Instead, the former Japanese Central League MVP signed a four-year, $48 million contract with the rival Cubs, which actually wound up making the White Sox look good.

Fukudome was pretty much a bust on the North Side, never batting higher than .273, hitting more than 13 homers or driving in more than 58 runs.

A free agent this winter after spending the final two months of 2011 with the Cleveland Indians, Fukudome signed with the Sox for $500,000 right before spring training. The 34-year-old outfielder does have a $3.5 million option for 2013, but the White Sox protected themselves with a $500,000 buyout.

All in all, Fukudome is a low-risk, low-cost addition.

He has a funky swing and doesn't hit for much power, but Fukudome is still a tough out, as his .361 on-base percentage over the past four seasons indicates.

The left-handed hitter can help the White Sox by starting in place of Dayan Viciedo against quality right-handed starters.

Fukudome is also a defensive asset in right and center field, so he does have some value.

"The White Sox gave me the chance to play," Fukudome said Sunday through interpreter D.J. Matsumoto. "That's all I was asking for. I'm really looking forward to proving what I can do. I just want to contribute to the team as soon as possible. I'm going to do all I can."

Fukudome can indeed help out this year, but he is also buying the Sox time as they wait for a trio of young outfielders to develop.

If Jordan Danks, Jared Mitchell and/or Trayce Thompson step up this season, the White Sox are certain to trigger the buyout at the end of the year and say so long to Fukudome.

Jordan Danks, the younger brother of new Sox ace John Danks, was expected to be on the 25-man roster by now.

But after batting a combined .258 in the minor leagues the past four seasons, Danks is no longer on the White Sox' 40-man. He is in camp this spring as a nonroster invitee.

"Nonroster guys usually don't make the team, but my biggest job is making the decision harder for them," said Danks, a standout defensive center fielder. "My offense, I think that's definitely the aspect of my game that needs to improve. I'm not a horrible hitter, but there's definitely a lot of room for improvement.
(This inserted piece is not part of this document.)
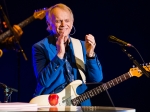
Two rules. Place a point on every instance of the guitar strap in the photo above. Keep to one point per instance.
(79, 57)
"I've been told I have the defense down and I can play defense with the best of them. So it's just figuring out that offensive mentality and I should be ready to go."

Mitchell, the Sox' first-round draft pick in 2009 after starring in baseball and football at LSU, missed the entire '10 season with a torn tendon in his left ankle.

Last year, the 23-year-old outfielder batted .222 at Class A Winston-Salem and struck out 183 times in 477 at-bats.

"Just play more, I've got to keep playing," Mitchell said. "The more you play the more you figure things out. I'm not going to sit here and beat myself up over it (strikeouts). I'm just trying to keep getting better every day."

Thompson, 20, has made steady progress since being drafted out of high school in 2009. He comes from a basketball family -- his father Mychal played in the NBA and his brothers Klay and Mychel are also pro basketball players -- but Trayce Thompson chose baseball.

"My dad always said play the sport that you love," Trayce said. "I played football, basketball and baseball in high school, and baseball was the one I liked the most. To be here in camp, this a great opportunity for me."

Thompson hit 24 home runs at Class A Kannapolis last season. He also struck out 172 times, which is why he worked with St. Louis Cardinals hitting coach Mark McGwire over the winter.